Do you lie awake at night worrying about how you’ll pay off all the credit card debt you’ve acquired? Maybe you’re plagued by a stack of medical bills that continue to arrive in the mail. Or perhaps you took out a personal loan to consolidate debt and then ran up even more debt.
Whatever the cause of your high debt, debt shame can hold you back from honestly assessing what you owe and taking steps to pay off debt and feel better about yourself.
Here are six steps to take on debt shame and replace it with a better outlook.
1. Face the truth
The first step to tackling debt shame is facing the truth by assessing your debt situation. When you have a lot of credit card debt, it’s easy to just make payments and avoid looking at the full balance and interest you’re paying each month because it’s so depressing. But you can’t make progress on paying off debt if you don’t know what you’re up against.
Tally up your debt balances and interest rates and come up with a debt payoff plan. When you’re focused on paying off your debts one by one, you’re doing something productive to better your life. That’s something to be proud of, and eventually the satisfaction of accomplishment will nudge debt shame out of your life.
2. Review your credit report
Order a free copy of your credit report from AnnualCreditReport.com to get an overall picture of your credit history and current status of your accounts. Check for errors or late payment accounts that may lower your credit score. If you find errors, contact the credit reporting agency that prepared the report.
If you’ve been carrying around debt shame for a poor payment history, time is on your side when it comes to raising your credit score. After seven years (or seven to ten years for bankruptcy), negative payment information automatically drops from your credit report. By making all payments on time, you’ll feel better about yourself while building a solid credit history.

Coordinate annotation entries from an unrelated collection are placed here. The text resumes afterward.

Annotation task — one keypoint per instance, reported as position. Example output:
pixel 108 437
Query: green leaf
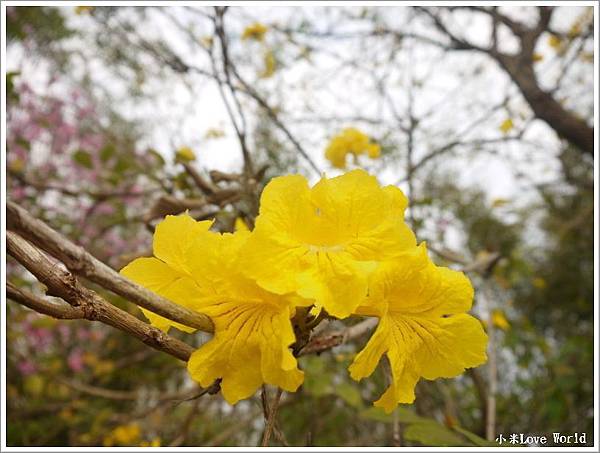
pixel 433 434
pixel 83 158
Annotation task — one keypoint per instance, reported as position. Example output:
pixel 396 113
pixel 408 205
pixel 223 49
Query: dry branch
pixel 65 285
pixel 80 262
pixel 329 340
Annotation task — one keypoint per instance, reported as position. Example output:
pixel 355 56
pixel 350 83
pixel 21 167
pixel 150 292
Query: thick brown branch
pixel 80 262
pixel 42 305
pixel 65 285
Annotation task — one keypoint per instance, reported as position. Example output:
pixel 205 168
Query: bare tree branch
pixel 65 285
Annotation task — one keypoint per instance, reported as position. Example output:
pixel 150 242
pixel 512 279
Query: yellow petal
pixel 412 284
pixel 423 329
pixel 337 282
pixel 250 348
pixel 173 238
pixel 327 239
pixel 240 225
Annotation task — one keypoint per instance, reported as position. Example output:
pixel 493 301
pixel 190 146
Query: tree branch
pixel 65 285
pixel 80 262
pixel 42 305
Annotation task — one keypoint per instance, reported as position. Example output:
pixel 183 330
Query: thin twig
pixel 272 413
pixel 80 262
pixel 65 285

3. Enlist a debt payoff buddy
You’re not the only one burdened by guilt and debt shame. Nearly half (49 percent) of people surveyed for a debt survey from Ascent said they felt “completely at fault” for their debt situation. Chances are, one of your friends or coworkers also struggles financially from too much debt.

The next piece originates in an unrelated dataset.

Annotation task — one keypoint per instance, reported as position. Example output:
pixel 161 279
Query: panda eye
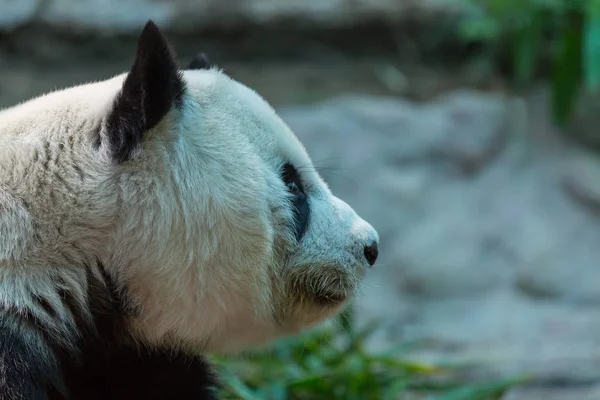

Form a pact with a friend to each lower your debt amount in 2022. That way, you can be accountable while encouraging and celebrating both small and big debt payoff achievements.
4. Meet with a credit counselor
No matter how much you owe, you’re far from the worst-case scenario out there. Credit counselors have seen it all and can help you put together a budget and a debt payoff plan that can significantly reduce your debt in 2022.
By meeting with a credit counselor at a nonprofit credit counseling agency for free or a small fee, you’re taking a positive step in overcoming debt shame and paying off debt.
5. Listen to personal finance podcasts
Do you slink around feeling like you owe too much debt to ever pay it off? Listen to personal finance radio shows and podcasts to hear about others who owed two or three times as much and paid it all off. Plus, the host will have plenty of good advice on how to pay off debt faster.
Do an online search and peruse streaming apps like Spotify for podcasts that can inspire and motivate you. That way, you’ll feel a sense of solidarity with others in similar situations who are also working to pay off debt and kick debt shame to the curb.
6. Learn from past mistakes
If there’s one thing you can take away from racking up more debt than you can afford, it’s wisdom for the future. Once you spend months or even years paying off debt, you don’t want to ever end up mired in debt shame again.
Create a budget and do your best to stick to it. Once your credit card gets to a zero balance, try to pay off the balance on each month’s statement. Open an emergency savings account and commit to adding to it every month so you don’t have to pay for emergencies with a credit card.
Before you know it, debt shame will be in the past, replaced by a sense of accomplishment and financial security.